名護市数久田の流れ弾事件、米軍準機関紙には「沖縄県警の捜査に可能な限り最大限の協力をする」と伝えつつも、実際にはいっさいの捜査協力を拒んだ在日米軍 - キャンプシュワブ・レンジ10の真実
今年6月21日、
名護市数久田で一発の銃弾が窓ガラスを二枚割った。
名護市数久田、キャンプ・シュワブ近くの農業小屋に銃弾、窓ガラス二枚が割れ散乱 - そうして米軍はどう対応するのか - 在沖米軍基地事件簿
そして
翌日の米軍準機関紙『星条旗新聞』は、当日にキャンプシュワブのレンジ10で実弾訓練があったこと、そして名護市での流れ弾事件に関する米海兵隊の声明として、こう伝えている。

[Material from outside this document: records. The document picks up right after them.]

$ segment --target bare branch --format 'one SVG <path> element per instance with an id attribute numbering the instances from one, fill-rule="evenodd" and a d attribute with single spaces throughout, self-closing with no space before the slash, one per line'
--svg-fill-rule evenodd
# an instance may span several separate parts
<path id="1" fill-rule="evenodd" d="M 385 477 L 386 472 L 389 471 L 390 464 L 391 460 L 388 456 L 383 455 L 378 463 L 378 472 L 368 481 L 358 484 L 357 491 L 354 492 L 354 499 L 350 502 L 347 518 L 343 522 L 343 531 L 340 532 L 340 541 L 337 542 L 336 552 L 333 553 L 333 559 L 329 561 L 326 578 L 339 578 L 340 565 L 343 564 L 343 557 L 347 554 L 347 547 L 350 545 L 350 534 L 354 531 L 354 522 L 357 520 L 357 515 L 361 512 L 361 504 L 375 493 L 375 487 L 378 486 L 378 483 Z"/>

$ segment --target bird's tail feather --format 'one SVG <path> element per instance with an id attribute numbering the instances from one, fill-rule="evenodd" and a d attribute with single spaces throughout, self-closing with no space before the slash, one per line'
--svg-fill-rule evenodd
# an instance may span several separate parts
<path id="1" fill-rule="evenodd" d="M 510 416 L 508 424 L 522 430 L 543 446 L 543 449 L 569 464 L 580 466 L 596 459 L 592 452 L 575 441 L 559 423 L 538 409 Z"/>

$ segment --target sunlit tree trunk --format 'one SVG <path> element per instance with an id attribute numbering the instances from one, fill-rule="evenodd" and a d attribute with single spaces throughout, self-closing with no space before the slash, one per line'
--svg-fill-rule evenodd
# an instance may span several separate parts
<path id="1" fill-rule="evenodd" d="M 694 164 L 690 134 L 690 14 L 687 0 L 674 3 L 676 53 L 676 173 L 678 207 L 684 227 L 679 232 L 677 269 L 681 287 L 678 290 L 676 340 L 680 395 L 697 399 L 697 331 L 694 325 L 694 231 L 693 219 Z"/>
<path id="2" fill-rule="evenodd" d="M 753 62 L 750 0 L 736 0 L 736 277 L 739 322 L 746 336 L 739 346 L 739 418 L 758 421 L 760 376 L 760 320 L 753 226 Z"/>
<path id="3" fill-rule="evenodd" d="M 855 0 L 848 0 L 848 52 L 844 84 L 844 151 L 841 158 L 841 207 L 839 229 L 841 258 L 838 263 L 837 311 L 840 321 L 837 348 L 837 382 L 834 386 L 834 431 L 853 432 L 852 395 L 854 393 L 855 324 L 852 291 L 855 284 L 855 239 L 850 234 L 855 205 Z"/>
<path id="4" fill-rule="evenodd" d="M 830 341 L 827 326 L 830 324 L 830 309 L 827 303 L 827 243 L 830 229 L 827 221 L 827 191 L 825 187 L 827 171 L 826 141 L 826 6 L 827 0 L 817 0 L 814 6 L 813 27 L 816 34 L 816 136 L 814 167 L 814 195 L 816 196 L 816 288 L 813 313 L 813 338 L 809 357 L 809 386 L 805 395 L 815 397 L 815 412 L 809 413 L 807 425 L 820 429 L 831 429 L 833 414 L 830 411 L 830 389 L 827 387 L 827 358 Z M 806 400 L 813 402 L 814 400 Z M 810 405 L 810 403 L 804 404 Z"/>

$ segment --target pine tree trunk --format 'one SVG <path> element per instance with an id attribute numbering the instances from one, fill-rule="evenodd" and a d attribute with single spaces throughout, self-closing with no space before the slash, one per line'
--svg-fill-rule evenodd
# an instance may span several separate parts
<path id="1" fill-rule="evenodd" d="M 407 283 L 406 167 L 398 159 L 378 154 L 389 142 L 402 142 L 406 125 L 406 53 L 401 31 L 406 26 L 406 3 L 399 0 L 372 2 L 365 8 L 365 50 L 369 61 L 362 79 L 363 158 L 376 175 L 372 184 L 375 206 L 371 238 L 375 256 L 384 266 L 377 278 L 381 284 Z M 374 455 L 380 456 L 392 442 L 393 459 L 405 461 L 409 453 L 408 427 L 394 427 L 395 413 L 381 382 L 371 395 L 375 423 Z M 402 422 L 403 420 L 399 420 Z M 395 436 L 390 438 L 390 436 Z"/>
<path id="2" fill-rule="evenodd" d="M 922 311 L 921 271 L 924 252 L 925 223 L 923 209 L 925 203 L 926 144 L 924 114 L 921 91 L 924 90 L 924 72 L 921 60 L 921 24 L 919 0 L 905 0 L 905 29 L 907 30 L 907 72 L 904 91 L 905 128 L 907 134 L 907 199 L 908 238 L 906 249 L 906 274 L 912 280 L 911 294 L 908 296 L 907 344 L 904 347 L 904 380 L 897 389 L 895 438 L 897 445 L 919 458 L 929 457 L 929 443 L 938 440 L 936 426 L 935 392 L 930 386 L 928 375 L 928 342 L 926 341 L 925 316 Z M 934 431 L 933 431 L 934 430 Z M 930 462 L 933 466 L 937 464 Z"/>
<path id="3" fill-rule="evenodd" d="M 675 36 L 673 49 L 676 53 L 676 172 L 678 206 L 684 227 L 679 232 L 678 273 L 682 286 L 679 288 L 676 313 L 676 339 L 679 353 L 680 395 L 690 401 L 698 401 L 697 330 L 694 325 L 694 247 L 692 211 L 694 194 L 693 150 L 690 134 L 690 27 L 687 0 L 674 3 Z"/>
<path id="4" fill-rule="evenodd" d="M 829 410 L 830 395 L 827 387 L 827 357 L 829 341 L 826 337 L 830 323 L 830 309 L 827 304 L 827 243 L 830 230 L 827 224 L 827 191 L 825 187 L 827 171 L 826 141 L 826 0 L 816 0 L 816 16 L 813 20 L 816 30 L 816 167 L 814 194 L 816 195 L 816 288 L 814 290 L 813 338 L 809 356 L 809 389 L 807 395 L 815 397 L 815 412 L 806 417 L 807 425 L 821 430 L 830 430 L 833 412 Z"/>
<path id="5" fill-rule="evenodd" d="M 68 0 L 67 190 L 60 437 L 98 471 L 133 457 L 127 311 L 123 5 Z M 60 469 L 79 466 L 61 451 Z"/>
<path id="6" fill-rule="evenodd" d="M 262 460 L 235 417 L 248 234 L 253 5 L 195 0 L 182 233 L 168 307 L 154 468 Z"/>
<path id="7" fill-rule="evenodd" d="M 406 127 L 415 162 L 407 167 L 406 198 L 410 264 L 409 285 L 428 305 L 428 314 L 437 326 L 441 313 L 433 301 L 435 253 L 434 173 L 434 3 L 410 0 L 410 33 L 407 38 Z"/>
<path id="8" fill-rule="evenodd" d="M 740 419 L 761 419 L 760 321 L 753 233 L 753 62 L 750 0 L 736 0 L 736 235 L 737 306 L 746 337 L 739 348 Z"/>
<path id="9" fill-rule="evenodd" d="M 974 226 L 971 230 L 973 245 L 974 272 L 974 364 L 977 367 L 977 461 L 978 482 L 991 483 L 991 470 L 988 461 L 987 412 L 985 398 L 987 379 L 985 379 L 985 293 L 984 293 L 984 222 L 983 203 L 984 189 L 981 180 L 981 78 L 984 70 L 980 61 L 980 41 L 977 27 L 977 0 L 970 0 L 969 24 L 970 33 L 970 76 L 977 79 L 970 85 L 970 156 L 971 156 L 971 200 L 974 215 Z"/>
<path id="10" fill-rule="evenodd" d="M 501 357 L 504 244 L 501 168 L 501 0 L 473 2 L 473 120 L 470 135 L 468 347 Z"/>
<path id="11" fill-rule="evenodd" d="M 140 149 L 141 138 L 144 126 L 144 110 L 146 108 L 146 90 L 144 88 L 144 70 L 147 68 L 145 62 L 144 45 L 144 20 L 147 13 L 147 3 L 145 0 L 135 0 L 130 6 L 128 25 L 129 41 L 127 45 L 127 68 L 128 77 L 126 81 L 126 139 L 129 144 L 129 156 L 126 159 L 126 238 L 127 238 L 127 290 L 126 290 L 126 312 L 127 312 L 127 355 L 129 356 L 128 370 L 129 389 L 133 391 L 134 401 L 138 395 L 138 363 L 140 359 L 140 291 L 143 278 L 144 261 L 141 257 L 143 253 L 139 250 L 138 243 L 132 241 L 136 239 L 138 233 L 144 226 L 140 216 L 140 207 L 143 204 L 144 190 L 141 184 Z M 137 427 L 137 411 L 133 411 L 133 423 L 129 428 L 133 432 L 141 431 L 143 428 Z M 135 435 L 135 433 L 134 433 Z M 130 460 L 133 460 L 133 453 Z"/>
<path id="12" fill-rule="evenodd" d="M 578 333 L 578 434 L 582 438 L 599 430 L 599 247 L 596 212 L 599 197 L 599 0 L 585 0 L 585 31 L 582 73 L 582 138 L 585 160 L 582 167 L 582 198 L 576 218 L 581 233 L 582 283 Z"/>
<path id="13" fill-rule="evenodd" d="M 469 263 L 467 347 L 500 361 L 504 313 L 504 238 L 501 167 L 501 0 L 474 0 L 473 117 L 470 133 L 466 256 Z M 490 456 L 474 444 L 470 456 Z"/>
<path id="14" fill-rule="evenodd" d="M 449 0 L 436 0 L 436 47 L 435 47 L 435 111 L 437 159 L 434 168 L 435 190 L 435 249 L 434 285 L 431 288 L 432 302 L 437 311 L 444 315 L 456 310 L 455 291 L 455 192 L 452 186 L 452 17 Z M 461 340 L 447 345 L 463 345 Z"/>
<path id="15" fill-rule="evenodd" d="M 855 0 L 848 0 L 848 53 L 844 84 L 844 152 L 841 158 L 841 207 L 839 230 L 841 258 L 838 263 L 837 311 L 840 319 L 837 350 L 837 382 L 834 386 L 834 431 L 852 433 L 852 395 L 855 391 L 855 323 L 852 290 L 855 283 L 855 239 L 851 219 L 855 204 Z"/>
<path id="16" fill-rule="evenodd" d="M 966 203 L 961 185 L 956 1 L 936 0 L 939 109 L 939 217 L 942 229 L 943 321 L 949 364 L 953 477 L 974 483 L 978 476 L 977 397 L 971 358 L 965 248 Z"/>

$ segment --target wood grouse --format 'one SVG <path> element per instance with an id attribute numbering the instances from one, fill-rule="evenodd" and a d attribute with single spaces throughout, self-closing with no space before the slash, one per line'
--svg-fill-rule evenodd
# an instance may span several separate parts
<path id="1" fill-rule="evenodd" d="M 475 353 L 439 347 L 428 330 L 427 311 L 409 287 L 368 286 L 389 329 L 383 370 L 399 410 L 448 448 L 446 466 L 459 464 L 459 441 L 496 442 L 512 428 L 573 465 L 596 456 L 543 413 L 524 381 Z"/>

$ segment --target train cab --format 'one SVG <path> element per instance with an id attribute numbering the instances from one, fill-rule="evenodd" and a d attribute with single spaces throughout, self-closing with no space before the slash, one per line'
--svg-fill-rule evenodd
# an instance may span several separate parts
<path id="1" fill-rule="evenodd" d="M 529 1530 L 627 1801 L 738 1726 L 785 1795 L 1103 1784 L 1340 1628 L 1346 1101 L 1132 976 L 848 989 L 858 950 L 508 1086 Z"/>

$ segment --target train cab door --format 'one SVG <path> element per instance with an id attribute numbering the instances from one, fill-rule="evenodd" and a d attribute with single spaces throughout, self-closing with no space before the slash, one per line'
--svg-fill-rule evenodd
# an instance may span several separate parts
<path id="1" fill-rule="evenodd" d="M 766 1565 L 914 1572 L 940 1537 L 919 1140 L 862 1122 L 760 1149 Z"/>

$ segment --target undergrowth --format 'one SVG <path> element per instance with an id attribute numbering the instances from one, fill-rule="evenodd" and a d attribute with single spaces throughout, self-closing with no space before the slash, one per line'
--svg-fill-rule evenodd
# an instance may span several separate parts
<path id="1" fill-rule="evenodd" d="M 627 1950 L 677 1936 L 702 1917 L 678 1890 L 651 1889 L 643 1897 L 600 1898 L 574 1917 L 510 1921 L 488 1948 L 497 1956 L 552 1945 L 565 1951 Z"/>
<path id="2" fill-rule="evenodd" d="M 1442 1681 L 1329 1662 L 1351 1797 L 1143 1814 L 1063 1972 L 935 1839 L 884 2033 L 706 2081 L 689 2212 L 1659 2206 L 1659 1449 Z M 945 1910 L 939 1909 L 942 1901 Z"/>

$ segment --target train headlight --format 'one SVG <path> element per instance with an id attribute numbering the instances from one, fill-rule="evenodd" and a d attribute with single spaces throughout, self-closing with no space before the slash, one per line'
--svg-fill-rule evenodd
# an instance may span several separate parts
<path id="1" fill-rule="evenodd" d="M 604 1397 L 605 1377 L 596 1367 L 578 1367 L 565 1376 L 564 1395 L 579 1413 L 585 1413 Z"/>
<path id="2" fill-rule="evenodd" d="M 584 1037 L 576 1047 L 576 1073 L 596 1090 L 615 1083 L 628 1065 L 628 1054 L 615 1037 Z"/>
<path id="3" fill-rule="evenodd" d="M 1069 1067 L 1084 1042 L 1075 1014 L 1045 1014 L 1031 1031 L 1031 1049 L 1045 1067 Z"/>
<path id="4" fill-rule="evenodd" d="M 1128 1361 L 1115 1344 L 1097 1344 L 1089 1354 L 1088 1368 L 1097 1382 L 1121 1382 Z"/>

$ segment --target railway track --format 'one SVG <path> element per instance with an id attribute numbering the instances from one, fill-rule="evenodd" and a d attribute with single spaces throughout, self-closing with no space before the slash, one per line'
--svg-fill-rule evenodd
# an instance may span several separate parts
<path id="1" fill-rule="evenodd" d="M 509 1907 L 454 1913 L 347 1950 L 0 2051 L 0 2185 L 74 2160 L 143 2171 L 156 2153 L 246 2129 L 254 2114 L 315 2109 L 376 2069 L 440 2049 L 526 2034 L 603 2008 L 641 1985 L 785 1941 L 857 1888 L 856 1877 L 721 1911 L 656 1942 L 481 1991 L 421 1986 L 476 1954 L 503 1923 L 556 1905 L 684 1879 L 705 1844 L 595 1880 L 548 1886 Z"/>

Okinawa police investigate stray bullet near Marine Corps range - Stars and Stripes
June 22, 2018
In response, U.S. officials closed Range 10 until further notice “as a precaution,” a Marine statement said.
“We value the safety of the local community in which we live and take this matter very seriously,” the Marines said in the statement. “We are working with our counterparts at the Okinawa Prefectural Police to the greatest extent possible in support of the investigation.”
「我々は、我々が住む地域の安全の確保に高い価値をおき、今回のことを非常に重大だと考えている」と、海兵隊は声明の中で伝えた。「我々は、捜査の支援について、可能な限り最大限の範囲で沖縄県警と我々側とで協力していく。」
ところが、である。
事件から四か月たっても、「可能な限り最大限の範囲の協力」どころか、
米軍は捜査にまったく協力しない。
6月28日から、米海兵隊憲兵司令官宛に銃弾と同じ種類の銃弾の現物を求めても、この四か月間、海兵隊からはなんの音沙汰もなし。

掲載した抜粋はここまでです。